Our patient was an immigrant from Ghana who presented with vague symptoms. She had suprapubic pain associated with nausea, vomiting, chronic productive cough for 3 to 4 months, and a significant decrease in vision bilaterally. Radiological imaging was initially delayed 24 hours until after gestation due to maternal fear of infant safety. One day into the postpartum a diagnosis of active TB with intraocular dissemination was supported based on findings of chest X-ray, positive QuantiFERON test, and positive AFB culture and smear.

Based on this case report we present several learning objectives. For one, clinicians should be alert for tuberculosis in women that have lived in endemic areas including India, Indonesia, Nigeria, Ghana, South Africa, Pakistan, and China.
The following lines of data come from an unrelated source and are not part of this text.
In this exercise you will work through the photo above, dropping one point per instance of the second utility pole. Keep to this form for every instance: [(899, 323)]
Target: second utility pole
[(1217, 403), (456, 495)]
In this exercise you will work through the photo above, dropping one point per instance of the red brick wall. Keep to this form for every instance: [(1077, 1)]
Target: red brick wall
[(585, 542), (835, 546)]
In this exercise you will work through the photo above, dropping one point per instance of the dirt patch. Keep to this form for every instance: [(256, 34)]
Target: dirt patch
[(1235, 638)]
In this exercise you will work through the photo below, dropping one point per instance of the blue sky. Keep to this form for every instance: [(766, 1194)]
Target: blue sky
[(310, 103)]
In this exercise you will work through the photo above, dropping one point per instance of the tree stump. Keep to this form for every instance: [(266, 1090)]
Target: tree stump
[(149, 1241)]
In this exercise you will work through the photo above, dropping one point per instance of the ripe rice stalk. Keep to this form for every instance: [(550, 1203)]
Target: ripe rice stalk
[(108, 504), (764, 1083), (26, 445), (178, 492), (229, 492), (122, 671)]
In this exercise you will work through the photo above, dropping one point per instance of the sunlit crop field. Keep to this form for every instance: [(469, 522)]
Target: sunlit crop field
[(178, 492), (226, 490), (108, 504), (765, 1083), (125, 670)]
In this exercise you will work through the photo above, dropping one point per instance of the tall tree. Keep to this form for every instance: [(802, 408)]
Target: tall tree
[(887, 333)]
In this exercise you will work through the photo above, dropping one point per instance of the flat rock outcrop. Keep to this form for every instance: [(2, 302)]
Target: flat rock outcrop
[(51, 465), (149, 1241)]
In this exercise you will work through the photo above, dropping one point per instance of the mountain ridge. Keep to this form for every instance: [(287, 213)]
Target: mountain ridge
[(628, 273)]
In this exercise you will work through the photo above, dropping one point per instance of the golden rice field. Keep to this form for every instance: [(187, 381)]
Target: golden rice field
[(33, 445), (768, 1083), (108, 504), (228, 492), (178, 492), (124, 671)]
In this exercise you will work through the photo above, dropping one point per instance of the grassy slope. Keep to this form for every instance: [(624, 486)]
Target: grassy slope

A high clinical suspicion for TB should be employed for all pregnant females emigrating from these endemic areas. Secondly the importance of radiologic imaging needs to be explained to the patient in order to prevent diagnostic delay. Delay is most often due to cultural and communication barriers. Thus, more time needs to be spent reassuring and addressing the concerns of the mother that may result in any delay in treatment. Evidence has shown that prenatal diagnosis and treatment of TB result in a better outcome for the mother and infant [42]. Lastly, all first-line medications used in the treatment of TB are proven to be safe for use during the antenatal and postpartum breastfeeding period [5]. Asymptomatic infants should always be treated if TB is in question with the mother.

Conflict of Interests

The authors did not report any potential conflict of interests.

Acknowledgment

Special thanks are due to Ms. Judith Wilkinson, Medical Librarian, from Lincoln Medical and Mental Health Center Science Library for assistance in finding of the reference articles.